Yunjae se fait donc passer pour Leesu et recueille les derniers mots de cette étrangère qui le confond avec son véritable fils avant qu’elle parte en paix.
Cependant, lors des obsèques, Leesu fait irruption. Ou plutôt Gon. C’est ainsi qu’il se fait appeler. Gon déborde de colère, peut exploser à tout moment et capable de tout détruire sur son passage. En rencontrant Yunjae qui s’est fait passer pour lui auprès de sa mère mourante, il lui promet en retour de lui pourrir l’existence. Et c’est ce qu’il s’applique à faire, jour après jour au lycée ; jusqu’à le réduire en charpie de façon extrême devant l’incinérateur de l’école. Gon attend désespérément une réaction qui ne vient pas. Yunjae ressent la douleur, mais pas la peur, la tristesse, etc… Il ne tarde pas à le qualifier de robot.
Amour, Mort et Éveil
Si le lien entre Yunjae et Gon démarre dans la violence ; ils ont néanmoins besoin l’un de l’autre. Grâce à Gon, Yunjae en apprend plus sur les émotions. Gon est tellement explosif, tellement sensible sous ses airs de voyou, qu’il est capable de lui enseigner ce qui lui manque. De son côté, Gon est intrigué par cette apathie incroyable, multipliant ses visites à la librairie que Yunjae tient pour le voir. Tous deux se rapprochent, tissant une amitié très particulière. Yunjae met fort longtemps à comprendre que Gon est son ami.

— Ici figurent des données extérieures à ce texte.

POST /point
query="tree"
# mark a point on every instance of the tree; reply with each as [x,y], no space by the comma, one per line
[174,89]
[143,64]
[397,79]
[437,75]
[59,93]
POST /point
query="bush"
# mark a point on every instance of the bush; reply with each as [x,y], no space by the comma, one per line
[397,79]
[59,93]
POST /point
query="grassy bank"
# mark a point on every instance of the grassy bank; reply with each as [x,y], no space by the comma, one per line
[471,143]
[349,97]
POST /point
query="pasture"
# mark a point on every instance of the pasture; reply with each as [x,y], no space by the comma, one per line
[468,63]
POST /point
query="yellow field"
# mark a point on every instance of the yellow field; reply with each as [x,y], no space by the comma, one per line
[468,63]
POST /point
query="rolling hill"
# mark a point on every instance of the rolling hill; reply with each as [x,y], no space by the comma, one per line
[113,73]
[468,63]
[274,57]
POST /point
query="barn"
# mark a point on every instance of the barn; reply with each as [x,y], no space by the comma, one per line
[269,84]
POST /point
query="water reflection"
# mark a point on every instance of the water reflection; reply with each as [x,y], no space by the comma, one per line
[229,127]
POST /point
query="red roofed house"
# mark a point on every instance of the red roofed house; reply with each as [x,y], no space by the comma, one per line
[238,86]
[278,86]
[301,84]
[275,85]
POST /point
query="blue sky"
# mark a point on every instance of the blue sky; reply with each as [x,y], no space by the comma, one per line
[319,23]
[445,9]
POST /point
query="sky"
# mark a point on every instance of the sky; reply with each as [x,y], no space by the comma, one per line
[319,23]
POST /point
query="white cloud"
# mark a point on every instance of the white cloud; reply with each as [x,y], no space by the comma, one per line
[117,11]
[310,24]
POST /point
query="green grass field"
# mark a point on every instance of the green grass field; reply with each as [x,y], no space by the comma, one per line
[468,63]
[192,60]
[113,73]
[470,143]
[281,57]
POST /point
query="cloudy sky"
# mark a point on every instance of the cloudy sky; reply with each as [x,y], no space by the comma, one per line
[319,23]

Par la suite, Yunjae évolue différemment au contact de Dora. La jeune fille pratique l’athlétisme contre l’avis de ses parents, simplement parce qu’elle aime ça. Elle ne cherche pas de raison particulière, ce serait comme demander pourquoi on vit selon elle. Tournée vers la beauté et la douceur, elle ouvre une porte unique dans le cœur de Yunjae qui en tombe amoureux sans parvenir à identifier ces sensations intenses.
La narration à la première personne confère une dimension intimiste. L’écriture, entière, nous plonge au cœur des conséquences de l’alexithymie, une pathologie encore assez méconnue. Les amygdales ont une forme d’amande, d’où le titre de ce roman. Il s’agit d’une œuvre de fiction dont l’impact émeut, écrite brillamment et intelligemment, avec une rare sensibilité dans l’absence d’émotions de son protagoniste principal.